Presented are eye and skin samples from wild type (A, D, G, and J) and mutants with reading frame mutations in tyr (B, E, H, and K) and tfec (C, F, I, and L). (A–C) Anterior view of hatchling eyes. (D–F) Dissected skin from the trunk of hatchlings. For these panels, anterior surface is up, and the posterior surface is down. Ventral surface is on the left side of the image and the dorsal surface is on the right. The dorsal stripe can be seen in (D) and (E) while (F) exhibits a lack of this back pattern. (G–L) TEM images of individual dorsal scales (G–I) and higher-magnification images of melanophores and iridophores (J–L).
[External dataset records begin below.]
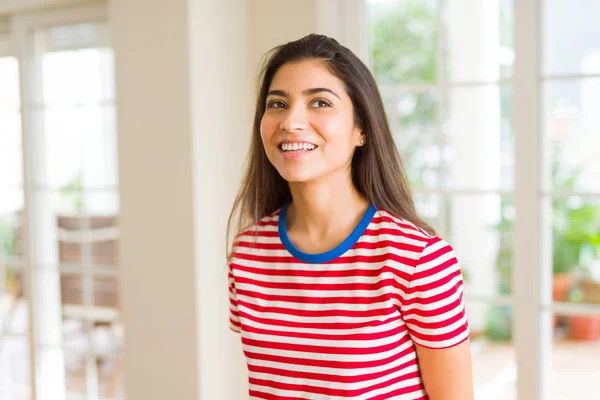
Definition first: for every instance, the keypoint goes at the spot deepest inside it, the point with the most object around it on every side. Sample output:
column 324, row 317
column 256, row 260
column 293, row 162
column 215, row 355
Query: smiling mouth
column 297, row 147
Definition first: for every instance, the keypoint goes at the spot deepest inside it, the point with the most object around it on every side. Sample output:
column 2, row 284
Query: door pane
column 571, row 37
column 74, row 207
column 478, row 150
column 478, row 47
column 412, row 118
column 403, row 40
column 575, row 358
column 572, row 134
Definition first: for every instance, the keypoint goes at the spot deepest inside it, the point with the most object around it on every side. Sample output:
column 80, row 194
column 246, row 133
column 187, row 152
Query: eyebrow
column 306, row 92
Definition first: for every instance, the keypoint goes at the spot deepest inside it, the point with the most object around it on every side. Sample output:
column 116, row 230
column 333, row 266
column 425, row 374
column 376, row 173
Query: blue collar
column 328, row 255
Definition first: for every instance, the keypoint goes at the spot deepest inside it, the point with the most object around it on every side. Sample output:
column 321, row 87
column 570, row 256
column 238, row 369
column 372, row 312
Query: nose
column 294, row 120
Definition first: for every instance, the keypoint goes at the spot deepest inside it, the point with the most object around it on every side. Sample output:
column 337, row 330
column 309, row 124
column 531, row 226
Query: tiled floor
column 574, row 372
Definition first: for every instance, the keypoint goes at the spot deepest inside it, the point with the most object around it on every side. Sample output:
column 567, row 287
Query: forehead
column 299, row 76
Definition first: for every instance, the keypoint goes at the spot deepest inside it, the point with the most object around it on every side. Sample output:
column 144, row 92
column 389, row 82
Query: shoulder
column 388, row 224
column 264, row 230
column 425, row 245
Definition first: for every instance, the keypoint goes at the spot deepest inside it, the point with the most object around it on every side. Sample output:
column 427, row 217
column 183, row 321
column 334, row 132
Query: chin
column 297, row 176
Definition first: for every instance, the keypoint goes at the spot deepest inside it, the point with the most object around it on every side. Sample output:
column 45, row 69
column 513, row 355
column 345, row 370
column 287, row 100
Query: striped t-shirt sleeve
column 234, row 316
column 433, row 306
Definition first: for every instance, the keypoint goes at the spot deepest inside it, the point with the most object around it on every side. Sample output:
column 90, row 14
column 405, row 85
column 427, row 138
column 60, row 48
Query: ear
column 362, row 139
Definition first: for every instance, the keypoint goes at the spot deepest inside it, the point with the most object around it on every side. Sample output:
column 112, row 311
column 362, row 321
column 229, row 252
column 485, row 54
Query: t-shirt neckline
column 328, row 255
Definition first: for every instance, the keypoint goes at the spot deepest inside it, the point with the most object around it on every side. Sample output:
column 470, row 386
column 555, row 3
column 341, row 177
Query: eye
column 275, row 104
column 320, row 103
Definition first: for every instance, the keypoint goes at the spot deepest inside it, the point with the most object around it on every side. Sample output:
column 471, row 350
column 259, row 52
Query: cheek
column 337, row 132
column 268, row 128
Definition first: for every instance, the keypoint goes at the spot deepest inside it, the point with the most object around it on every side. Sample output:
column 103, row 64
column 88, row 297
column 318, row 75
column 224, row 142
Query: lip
column 295, row 141
column 296, row 155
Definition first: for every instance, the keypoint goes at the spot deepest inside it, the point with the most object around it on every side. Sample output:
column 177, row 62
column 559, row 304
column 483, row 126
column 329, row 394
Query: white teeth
column 297, row 146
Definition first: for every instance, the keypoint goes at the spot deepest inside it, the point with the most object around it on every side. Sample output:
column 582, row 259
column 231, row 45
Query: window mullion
column 532, row 337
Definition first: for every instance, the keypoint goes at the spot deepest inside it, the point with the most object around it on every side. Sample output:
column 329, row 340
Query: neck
column 326, row 207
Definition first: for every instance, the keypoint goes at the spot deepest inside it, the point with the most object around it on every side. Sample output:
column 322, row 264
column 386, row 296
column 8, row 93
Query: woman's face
column 308, row 128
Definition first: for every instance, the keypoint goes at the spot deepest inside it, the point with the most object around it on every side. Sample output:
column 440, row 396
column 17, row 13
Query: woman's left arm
column 434, row 311
column 446, row 373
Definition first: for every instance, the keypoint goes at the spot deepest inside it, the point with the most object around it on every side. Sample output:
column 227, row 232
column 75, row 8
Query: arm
column 434, row 311
column 446, row 373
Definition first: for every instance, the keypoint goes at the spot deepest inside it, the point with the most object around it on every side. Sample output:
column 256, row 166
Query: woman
column 339, row 289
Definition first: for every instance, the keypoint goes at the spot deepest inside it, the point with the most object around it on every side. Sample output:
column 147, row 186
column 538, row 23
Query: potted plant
column 585, row 327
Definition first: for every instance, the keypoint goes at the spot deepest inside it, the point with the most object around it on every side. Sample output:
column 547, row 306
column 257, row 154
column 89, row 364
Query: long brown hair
column 377, row 170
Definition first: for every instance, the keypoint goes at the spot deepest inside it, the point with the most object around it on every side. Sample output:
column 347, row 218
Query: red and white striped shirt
column 343, row 324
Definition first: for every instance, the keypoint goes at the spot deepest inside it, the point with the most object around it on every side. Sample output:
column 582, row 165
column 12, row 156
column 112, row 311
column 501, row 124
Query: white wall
column 157, row 243
column 185, row 74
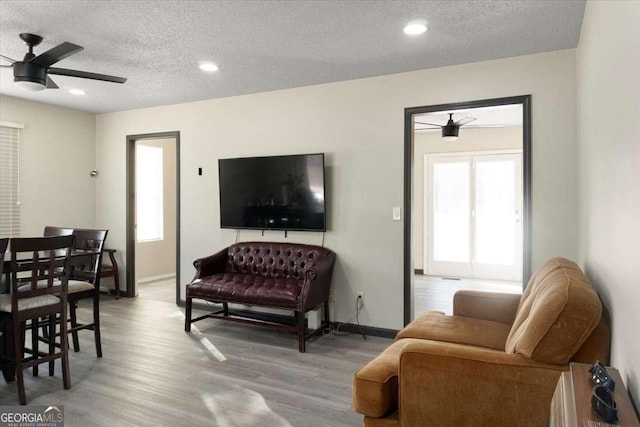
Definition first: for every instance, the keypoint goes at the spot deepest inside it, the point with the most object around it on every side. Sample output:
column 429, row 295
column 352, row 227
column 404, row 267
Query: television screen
column 273, row 193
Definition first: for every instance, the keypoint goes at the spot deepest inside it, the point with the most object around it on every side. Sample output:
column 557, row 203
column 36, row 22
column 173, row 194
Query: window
column 149, row 189
column 10, row 179
column 473, row 215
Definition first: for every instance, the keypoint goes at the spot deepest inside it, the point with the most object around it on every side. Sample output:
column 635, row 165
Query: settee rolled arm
column 210, row 265
column 448, row 384
column 494, row 306
column 317, row 283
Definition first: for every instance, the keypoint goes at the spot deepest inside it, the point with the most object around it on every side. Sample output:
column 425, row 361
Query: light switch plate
column 397, row 214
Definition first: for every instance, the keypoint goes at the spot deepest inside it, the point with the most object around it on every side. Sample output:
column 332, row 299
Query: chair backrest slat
column 4, row 243
column 42, row 263
column 88, row 268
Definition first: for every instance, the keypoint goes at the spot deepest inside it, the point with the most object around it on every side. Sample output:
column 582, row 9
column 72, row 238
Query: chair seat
column 79, row 286
column 27, row 303
column 73, row 286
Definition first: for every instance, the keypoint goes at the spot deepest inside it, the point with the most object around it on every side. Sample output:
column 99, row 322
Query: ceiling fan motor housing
column 27, row 72
column 450, row 130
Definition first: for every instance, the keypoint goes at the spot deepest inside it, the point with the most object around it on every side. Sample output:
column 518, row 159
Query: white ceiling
column 266, row 45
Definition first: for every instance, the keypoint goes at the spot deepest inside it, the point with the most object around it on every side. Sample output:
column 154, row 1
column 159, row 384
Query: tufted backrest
column 268, row 259
column 557, row 313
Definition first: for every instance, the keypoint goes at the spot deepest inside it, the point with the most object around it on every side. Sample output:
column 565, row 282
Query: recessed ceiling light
column 414, row 28
column 208, row 66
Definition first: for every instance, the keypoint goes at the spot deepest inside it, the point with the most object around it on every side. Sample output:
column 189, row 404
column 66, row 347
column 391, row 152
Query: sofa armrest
column 317, row 283
column 452, row 385
column 494, row 306
column 211, row 264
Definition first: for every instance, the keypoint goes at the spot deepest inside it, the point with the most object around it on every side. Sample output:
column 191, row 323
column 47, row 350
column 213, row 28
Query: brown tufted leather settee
column 285, row 276
column 495, row 362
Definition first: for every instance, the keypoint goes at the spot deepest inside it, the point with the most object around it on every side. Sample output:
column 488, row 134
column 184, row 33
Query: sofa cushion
column 247, row 289
column 557, row 313
column 375, row 386
column 456, row 329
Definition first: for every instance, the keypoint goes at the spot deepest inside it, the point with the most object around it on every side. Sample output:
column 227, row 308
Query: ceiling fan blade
column 7, row 59
column 484, row 126
column 464, row 121
column 51, row 84
column 86, row 75
column 425, row 123
column 56, row 54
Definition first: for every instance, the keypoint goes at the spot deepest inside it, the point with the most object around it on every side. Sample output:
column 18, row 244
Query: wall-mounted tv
column 273, row 193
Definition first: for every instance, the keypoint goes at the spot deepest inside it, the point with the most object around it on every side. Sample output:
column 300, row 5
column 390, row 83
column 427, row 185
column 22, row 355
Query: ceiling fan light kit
column 32, row 73
column 450, row 132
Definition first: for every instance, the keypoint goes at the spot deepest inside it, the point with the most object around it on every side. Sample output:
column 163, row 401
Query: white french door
column 473, row 215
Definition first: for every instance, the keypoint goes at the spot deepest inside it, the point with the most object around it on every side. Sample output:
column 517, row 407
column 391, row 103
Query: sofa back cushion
column 557, row 313
column 279, row 260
Melanophores hold pigmented melanosomes while iridophore reflectiveness arises from guanine crystals. For tyr^−/− note the absence of melanosomes and the presence of guanine crystals. For tfec^−/− note the presence of melanosomes and the absence of guanine crystals. tyr samples are from F2 lizards; tfec samples are from F1 lizards. Asterisks show melanosomes while arrowheads point to guanine crystals. Scale bars, (A–F) 500 μm, (G–I) 6 μm, (J–L) 2 μm.